Queridos hermanos y hermanas, la misericordia nunca puede dejarnos tranquilos. Es el amor de Cristo que nos «inquieta» hasta que no hayamos alcanzado el objetivo; que nos empuja a abrazar y estrechar a nosotros, a involucrar, a quienes tienen necesidad de misericordia para permitir que todos sean reconciliados con el Padre (cf. 2 Cor 5,14-20). No debemos tener miedo, es un amor que nos alcanza y envuelve hasta el punto de ir más allá de nosotros mismos, para darnos la posibilidad de reconocer su rostro en los hermanos. Dejémonos guiar dócilmente por este amor y llegaremos a ser misericordiosos como el Padre.
Hemos escuchado el Evangelio, Tomás era un testarudo. No había creído. Y encontró la fe precisamente cuando tocó las llagas del Señor. Una fe que no es capaz de meterse en las llagas del Señor ¡no es fe! Una fe que no es capaz de ser misericordiosa, como son signo de misericordia las llagas del Señor, no es fe: es una idea, ideología. Nuestra fe está encarnada en un Dios que se hizo carne, que se hizo pecado, ¡que ha sido llagado por nosotros! Pero si nosotros queremos creer en serio y tener fe, debemos acercarnos y tocar esa llaga, acariciar esa llaga y también bajar la cabeza y dejar que otros acaricien nuestras llagas.

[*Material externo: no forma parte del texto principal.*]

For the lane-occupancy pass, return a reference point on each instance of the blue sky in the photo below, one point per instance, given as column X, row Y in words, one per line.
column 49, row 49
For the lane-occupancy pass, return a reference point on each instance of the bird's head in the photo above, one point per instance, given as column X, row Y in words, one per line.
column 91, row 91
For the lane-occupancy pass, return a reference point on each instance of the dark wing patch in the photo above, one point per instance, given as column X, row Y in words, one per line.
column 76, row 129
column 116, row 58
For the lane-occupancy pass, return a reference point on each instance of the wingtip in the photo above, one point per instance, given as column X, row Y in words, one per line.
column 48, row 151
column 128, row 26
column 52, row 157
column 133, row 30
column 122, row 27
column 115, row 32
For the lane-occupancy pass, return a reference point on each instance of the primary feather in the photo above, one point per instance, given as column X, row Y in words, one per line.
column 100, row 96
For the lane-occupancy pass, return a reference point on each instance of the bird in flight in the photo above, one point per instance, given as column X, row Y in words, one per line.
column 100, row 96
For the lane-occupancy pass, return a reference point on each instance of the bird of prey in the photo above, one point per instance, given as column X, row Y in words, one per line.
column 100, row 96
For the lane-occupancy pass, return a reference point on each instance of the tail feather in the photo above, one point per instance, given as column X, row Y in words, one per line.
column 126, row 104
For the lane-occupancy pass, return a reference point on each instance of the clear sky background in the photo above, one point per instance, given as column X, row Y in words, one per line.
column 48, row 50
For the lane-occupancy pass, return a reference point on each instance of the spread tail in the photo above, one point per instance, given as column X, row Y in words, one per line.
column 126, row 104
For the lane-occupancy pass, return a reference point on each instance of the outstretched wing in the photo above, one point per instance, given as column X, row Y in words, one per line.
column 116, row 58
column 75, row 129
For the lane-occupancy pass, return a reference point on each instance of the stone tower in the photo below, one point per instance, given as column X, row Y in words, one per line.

Y bien, entonces, que sea el Espíritu Santo quien guíe nuestros pasos: Él es el amor, él es la misericordia que se comunica a nuestros corazones. No pongamos obstáculos a su acción vivificante, sino sigámoslo dócilmente por los caminos que nos indica. Permanezcamos con el corazón abierto, para que el Espíritu pueda transformarlo; y así, perdonados, reconciliados, dentro de las llagas del Señor, lleguemos a ser testigos de la alegría que brota del encuentro con el Señor Resucitado, vivo entre nosotros.
Francisco: domingo 3 de abril de 2016.